We don't always understand others. All we know is what we see on the surface. All we know is what they permit or allow us to know. Someone may claim to be just an FA or may self identify as someone who is attracted to those with a more generous figure. They may be a lot more than that, but if they are not honest, you won't know until it's too late. On the other hand there are fat individuals who want to be desired but who either can't emotionally handle the thought of someone being aroused by their degree of fatness or who would prefer that they were appreciated for the person that they are rather than for the body they reside in. Everyone should be entitled to their personal feelings and to their personal preferences without being ridiculed or without being made to feel ashamed or less than. There is frustration and misunderstandings on all sides. There is mistrust and genuine reasons why some have their guard up. The only way to absolve all of this is to open up the lines of communication and to be honest. Not everyone will understand or "get it". Not everyone is into the erotic side of fatness. It doesn't mean that there is anything wrong with those who are. And there isn't anything wrong with anyone who wants to be appreciated for who they are as a person inside first and foremost. 
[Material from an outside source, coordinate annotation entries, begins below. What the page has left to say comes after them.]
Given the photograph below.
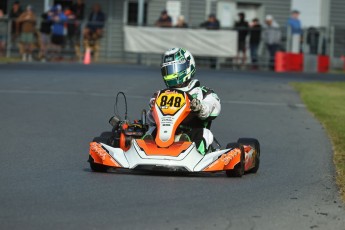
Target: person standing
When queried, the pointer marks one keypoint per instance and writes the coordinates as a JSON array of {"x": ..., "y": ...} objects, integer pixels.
[
  {"x": 164, "y": 20},
  {"x": 296, "y": 31},
  {"x": 79, "y": 11},
  {"x": 242, "y": 27},
  {"x": 45, "y": 30},
  {"x": 95, "y": 25},
  {"x": 15, "y": 12},
  {"x": 58, "y": 19},
  {"x": 181, "y": 23},
  {"x": 254, "y": 41},
  {"x": 212, "y": 23},
  {"x": 271, "y": 37},
  {"x": 26, "y": 23},
  {"x": 79, "y": 8}
]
It is a wonderful thing when two people who understand each other find each other. That could happen a whole lot more if there was more discussion rather than shutting someone down when they finally do begin to open up. A fat person who has been brought up in a fat hating society and who has never known the love of a FA won't necessarily understand the thoughts or fantasies of a FA much less those of a feeder. The thoughts and fantasies of a FA are ingrained in the mind of the FA, not usually in the mind of the fat person the FA is attracted to. If fat people continue to reject the thoughts and fantasies of the FA, or worse are repulsed by them, the FAs will continue to turn to fat erotica and to fat paysites instead of being open with those they find attractive. A person can only handle rejection and their thoughts as being repulsive so many times. There needs to be much more open discussion. There may never be 100% approval, but there would at least be some more understanding and openness. Hopefully, there would be.


----------



## Weirdo890 (Apr 5, 2011)

Webmaster said:


> Bill Fabrey, the man who founded NAAFA (which then stood for National Association to Aid Fat Americans) in 1969 often told of the first meetings of the organization in Manhattan. He described how a group of fat women would come together and sit in a circle, and how a few men also attended the meeting, but they sat in the corners or along the wall. Those men obviously came to the meetings because they were interested in fatness and fat people. The fat women there mostly saw them as creepy and to be suspicious of.
> 
> It's almost half a century later, and in many ways nothing has changed. When I look at many threads and posts here at Dimensions, the topic is how physical attraction shouldn't matter, that it's the inside that counts, that seeking fatness or certain attributes is just a fetish, and so on.
> 
> ...



It is sad to see that. I hope that everyone finds that special someone who can satisfy them on all levels.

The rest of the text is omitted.